Como são pobres, sua própria poupança não basta para que possam ampliar suas atividades e torná-las mais produtivas. Esses intermediários têm enorme potencial para irrigar com crédito todo esse manancial de força de trabalho inteira ou parcialmente ociosa, desde que tenham acesso a financiamento externo.
Por isso, precisamos de outro sistema financeiro -poderíamos chamá-lo de finanças sociais-, que visaria prioritariamente a solução de problemas sociais e ambientais. Ele teria por finalidade atender necessidades como as acima exemplificadas e, para tanto, precisaria se articular às redes de intermediários financeiros locais já existentes.
O que falta são bancos, fundos etc. que possam atrair parte da poupança da classe média e alta e também da poupança pública e abastecer de recursos as iniciativas locais.
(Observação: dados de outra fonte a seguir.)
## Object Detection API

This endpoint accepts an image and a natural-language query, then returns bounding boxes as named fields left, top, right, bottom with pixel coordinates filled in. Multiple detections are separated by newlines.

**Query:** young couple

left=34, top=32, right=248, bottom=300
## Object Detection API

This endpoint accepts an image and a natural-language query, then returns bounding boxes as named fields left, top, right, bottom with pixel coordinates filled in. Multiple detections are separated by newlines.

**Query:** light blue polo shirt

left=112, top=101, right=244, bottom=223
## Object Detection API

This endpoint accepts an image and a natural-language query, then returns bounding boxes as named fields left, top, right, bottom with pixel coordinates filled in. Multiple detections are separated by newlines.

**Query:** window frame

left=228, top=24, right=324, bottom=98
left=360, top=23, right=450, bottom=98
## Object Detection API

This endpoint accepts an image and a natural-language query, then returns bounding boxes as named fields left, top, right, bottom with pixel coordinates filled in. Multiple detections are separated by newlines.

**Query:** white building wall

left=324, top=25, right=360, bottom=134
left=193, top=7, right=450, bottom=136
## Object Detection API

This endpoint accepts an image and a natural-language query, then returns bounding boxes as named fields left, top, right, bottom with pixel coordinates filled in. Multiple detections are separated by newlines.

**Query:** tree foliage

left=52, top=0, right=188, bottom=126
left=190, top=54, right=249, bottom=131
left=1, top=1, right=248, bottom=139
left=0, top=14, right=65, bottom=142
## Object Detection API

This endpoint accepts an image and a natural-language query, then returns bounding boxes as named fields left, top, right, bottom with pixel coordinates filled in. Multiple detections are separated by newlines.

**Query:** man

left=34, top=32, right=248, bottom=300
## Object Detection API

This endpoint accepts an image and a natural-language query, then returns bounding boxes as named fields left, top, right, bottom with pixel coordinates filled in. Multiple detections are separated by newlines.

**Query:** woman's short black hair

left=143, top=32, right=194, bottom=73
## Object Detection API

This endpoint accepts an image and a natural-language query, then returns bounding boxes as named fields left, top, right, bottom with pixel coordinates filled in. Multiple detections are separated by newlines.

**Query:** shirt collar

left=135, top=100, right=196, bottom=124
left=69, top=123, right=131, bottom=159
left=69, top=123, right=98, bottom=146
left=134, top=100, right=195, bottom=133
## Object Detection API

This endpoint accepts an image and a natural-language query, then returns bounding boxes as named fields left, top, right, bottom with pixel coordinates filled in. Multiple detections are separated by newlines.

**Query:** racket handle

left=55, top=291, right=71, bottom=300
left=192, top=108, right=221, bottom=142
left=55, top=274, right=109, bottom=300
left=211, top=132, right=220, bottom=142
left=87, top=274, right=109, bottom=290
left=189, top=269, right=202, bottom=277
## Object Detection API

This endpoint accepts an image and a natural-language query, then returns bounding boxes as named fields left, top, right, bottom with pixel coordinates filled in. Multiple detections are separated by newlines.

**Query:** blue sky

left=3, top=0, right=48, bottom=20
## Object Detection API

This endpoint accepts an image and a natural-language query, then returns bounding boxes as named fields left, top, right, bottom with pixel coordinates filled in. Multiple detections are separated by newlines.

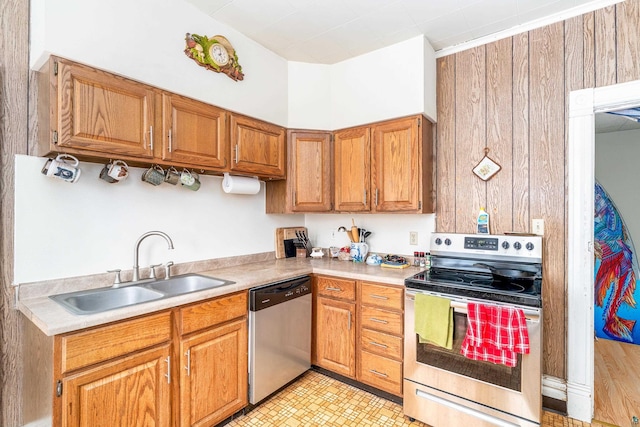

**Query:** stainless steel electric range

left=404, top=233, right=543, bottom=427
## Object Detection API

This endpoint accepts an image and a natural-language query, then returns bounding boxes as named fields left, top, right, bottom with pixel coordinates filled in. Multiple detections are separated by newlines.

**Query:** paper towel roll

left=222, top=173, right=261, bottom=195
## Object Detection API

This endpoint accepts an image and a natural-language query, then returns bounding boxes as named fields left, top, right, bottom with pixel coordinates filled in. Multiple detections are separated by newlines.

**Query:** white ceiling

left=596, top=111, right=640, bottom=134
left=185, top=0, right=618, bottom=64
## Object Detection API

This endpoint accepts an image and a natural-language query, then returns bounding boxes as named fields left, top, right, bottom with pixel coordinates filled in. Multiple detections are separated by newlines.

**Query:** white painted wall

left=595, top=128, right=640, bottom=252
left=30, top=0, right=289, bottom=126
left=14, top=155, right=303, bottom=284
left=288, top=62, right=332, bottom=130
left=306, top=213, right=436, bottom=256
left=288, top=36, right=436, bottom=130
left=330, top=36, right=434, bottom=130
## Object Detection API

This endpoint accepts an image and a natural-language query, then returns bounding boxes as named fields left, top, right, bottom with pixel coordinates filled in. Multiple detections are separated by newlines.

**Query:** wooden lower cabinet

left=52, top=291, right=248, bottom=427
left=314, top=296, right=356, bottom=378
left=313, top=276, right=404, bottom=397
left=61, top=344, right=171, bottom=427
left=180, top=318, right=247, bottom=427
left=357, top=282, right=404, bottom=397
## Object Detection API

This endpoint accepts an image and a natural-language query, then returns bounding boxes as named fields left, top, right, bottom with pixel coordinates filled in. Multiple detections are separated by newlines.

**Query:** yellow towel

left=414, top=293, right=453, bottom=350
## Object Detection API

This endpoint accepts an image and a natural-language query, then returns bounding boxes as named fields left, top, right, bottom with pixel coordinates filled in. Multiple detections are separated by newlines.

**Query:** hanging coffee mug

left=41, top=154, right=81, bottom=183
left=107, top=160, right=129, bottom=181
left=141, top=165, right=165, bottom=186
left=181, top=169, right=201, bottom=191
left=100, top=160, right=129, bottom=183
left=164, top=166, right=180, bottom=185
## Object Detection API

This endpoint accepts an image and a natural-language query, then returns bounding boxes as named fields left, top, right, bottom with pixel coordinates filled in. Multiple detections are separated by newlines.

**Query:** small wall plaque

left=473, top=148, right=501, bottom=181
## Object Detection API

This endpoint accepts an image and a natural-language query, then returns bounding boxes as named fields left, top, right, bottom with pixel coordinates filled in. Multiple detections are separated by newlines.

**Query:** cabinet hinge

left=53, top=61, right=58, bottom=76
left=419, top=200, right=422, bottom=210
left=418, top=117, right=421, bottom=127
left=52, top=130, right=58, bottom=144
left=56, top=380, right=63, bottom=397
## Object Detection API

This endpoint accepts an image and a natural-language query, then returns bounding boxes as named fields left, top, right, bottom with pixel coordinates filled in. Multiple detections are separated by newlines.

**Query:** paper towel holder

left=222, top=172, right=261, bottom=195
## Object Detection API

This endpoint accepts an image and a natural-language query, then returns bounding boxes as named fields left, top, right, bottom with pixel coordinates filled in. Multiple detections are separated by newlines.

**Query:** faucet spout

left=133, top=231, right=174, bottom=282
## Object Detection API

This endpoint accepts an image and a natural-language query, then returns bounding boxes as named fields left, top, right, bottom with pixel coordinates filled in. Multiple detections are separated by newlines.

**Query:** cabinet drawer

left=180, top=291, right=248, bottom=335
left=360, top=306, right=403, bottom=335
left=358, top=351, right=402, bottom=396
left=316, top=277, right=356, bottom=301
left=58, top=311, right=172, bottom=374
left=359, top=282, right=403, bottom=311
left=360, top=328, right=402, bottom=360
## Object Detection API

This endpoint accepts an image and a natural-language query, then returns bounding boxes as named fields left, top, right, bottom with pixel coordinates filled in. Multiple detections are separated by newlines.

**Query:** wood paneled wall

left=435, top=0, right=640, bottom=379
left=1, top=0, right=29, bottom=424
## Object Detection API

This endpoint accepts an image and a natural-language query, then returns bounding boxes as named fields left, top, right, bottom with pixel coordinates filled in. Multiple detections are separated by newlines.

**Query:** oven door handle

left=405, top=289, right=541, bottom=322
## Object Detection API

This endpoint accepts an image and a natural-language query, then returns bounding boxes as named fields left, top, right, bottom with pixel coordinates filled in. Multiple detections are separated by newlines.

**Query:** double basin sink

left=50, top=274, right=235, bottom=315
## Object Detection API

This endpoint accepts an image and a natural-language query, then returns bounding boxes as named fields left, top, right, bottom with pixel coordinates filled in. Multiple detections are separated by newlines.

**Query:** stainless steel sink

left=49, top=274, right=235, bottom=315
left=142, top=274, right=233, bottom=295
left=50, top=286, right=164, bottom=315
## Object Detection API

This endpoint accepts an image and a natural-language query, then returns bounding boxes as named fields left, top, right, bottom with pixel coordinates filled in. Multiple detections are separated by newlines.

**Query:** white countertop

left=18, top=257, right=420, bottom=336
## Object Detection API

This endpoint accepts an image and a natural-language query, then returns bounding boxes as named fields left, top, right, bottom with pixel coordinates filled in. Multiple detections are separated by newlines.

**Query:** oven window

left=416, top=312, right=522, bottom=391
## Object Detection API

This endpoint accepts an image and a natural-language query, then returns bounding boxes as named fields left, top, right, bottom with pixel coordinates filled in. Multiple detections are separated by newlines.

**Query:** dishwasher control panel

left=249, top=276, right=311, bottom=311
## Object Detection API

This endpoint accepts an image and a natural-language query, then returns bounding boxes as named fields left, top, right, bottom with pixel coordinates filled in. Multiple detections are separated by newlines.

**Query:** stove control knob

left=514, top=242, right=522, bottom=250
left=444, top=238, right=452, bottom=246
left=434, top=238, right=442, bottom=245
left=502, top=241, right=510, bottom=250
left=526, top=242, right=535, bottom=251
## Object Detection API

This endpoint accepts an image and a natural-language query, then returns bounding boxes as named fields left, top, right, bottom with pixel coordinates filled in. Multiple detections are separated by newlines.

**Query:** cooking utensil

left=351, top=219, right=359, bottom=243
left=473, top=262, right=537, bottom=287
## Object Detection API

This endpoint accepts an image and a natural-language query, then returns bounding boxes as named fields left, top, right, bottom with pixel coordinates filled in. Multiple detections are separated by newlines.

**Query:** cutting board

left=275, top=227, right=307, bottom=259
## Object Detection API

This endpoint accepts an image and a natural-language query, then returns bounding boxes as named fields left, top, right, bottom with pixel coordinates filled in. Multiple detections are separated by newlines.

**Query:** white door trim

left=567, top=79, right=640, bottom=422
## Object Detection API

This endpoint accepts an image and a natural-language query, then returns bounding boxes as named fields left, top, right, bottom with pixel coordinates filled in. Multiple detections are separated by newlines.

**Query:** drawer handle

left=369, top=341, right=388, bottom=349
left=370, top=318, right=388, bottom=324
left=369, top=369, right=388, bottom=378
left=326, top=286, right=342, bottom=292
left=370, top=294, right=388, bottom=300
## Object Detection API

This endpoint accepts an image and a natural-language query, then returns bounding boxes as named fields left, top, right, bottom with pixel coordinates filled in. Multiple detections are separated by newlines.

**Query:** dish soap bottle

left=477, top=207, right=490, bottom=234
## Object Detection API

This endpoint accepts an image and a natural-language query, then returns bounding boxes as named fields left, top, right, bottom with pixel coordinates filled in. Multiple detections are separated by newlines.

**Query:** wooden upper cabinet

left=372, top=116, right=422, bottom=212
left=334, top=126, right=371, bottom=212
left=230, top=114, right=286, bottom=178
left=290, top=131, right=332, bottom=212
left=162, top=94, right=228, bottom=170
left=51, top=57, right=155, bottom=158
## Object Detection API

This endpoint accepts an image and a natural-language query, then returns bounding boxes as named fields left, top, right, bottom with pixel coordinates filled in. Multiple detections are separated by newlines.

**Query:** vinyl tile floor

left=226, top=370, right=595, bottom=427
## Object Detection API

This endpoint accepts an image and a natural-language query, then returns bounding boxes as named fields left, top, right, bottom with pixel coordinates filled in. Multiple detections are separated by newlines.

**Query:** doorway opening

left=567, top=79, right=640, bottom=424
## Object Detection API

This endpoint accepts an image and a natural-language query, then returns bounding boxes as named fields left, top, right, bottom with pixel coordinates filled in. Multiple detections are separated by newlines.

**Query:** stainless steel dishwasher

left=249, top=275, right=312, bottom=405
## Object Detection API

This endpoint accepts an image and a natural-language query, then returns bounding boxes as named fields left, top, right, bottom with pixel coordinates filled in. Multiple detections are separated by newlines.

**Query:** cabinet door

left=162, top=94, right=229, bottom=169
left=371, top=117, right=421, bottom=212
left=61, top=344, right=171, bottom=427
left=54, top=58, right=155, bottom=158
left=314, top=296, right=356, bottom=378
left=334, top=127, right=371, bottom=212
left=230, top=114, right=286, bottom=178
left=290, top=131, right=332, bottom=212
left=180, top=318, right=248, bottom=427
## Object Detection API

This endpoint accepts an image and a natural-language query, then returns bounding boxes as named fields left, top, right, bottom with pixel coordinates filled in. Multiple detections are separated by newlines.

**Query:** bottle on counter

left=424, top=252, right=431, bottom=270
left=419, top=252, right=426, bottom=268
left=414, top=251, right=420, bottom=267
left=477, top=207, right=490, bottom=234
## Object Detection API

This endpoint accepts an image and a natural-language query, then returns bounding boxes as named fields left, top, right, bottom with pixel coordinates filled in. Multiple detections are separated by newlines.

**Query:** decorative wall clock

left=184, top=33, right=244, bottom=81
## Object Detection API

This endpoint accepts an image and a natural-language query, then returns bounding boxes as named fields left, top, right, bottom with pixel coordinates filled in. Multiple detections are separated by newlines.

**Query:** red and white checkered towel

left=460, top=303, right=529, bottom=367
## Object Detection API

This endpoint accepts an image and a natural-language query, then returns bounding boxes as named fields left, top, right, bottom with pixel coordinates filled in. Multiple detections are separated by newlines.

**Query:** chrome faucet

left=133, top=231, right=174, bottom=282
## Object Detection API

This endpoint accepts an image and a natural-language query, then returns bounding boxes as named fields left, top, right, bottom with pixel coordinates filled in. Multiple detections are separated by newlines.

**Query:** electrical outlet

left=532, top=219, right=544, bottom=236
left=409, top=231, right=418, bottom=245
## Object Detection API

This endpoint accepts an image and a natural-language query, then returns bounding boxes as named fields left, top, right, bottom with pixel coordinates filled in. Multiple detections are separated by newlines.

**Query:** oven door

left=403, top=289, right=542, bottom=427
O sistema financeiro social apresentaria aos poupadores a proposta de aplicar seu dinheiro para enfrentar as crises que nos afetam com a mesma segurança oferecida pelo sistema convencional.
Sistemas financeiros dessa espécie surgiram nas últimas décadas em vários países da Europa e da América do Norte. Estão sendo favorecidos por cada vez mais depositantes, porque dão bons retornos, pois, no mundo inteiro, os pobres são sabidamente bons pagadores.
No Brasil, a necessidade de um outro sistema financeiro é gritante. É preciso abrir um debate sobre como fazê-lo atingir dimensões compatíveis com a necessidade de desconcentrar o capital para inserir na produção os que se encontram a sua margem."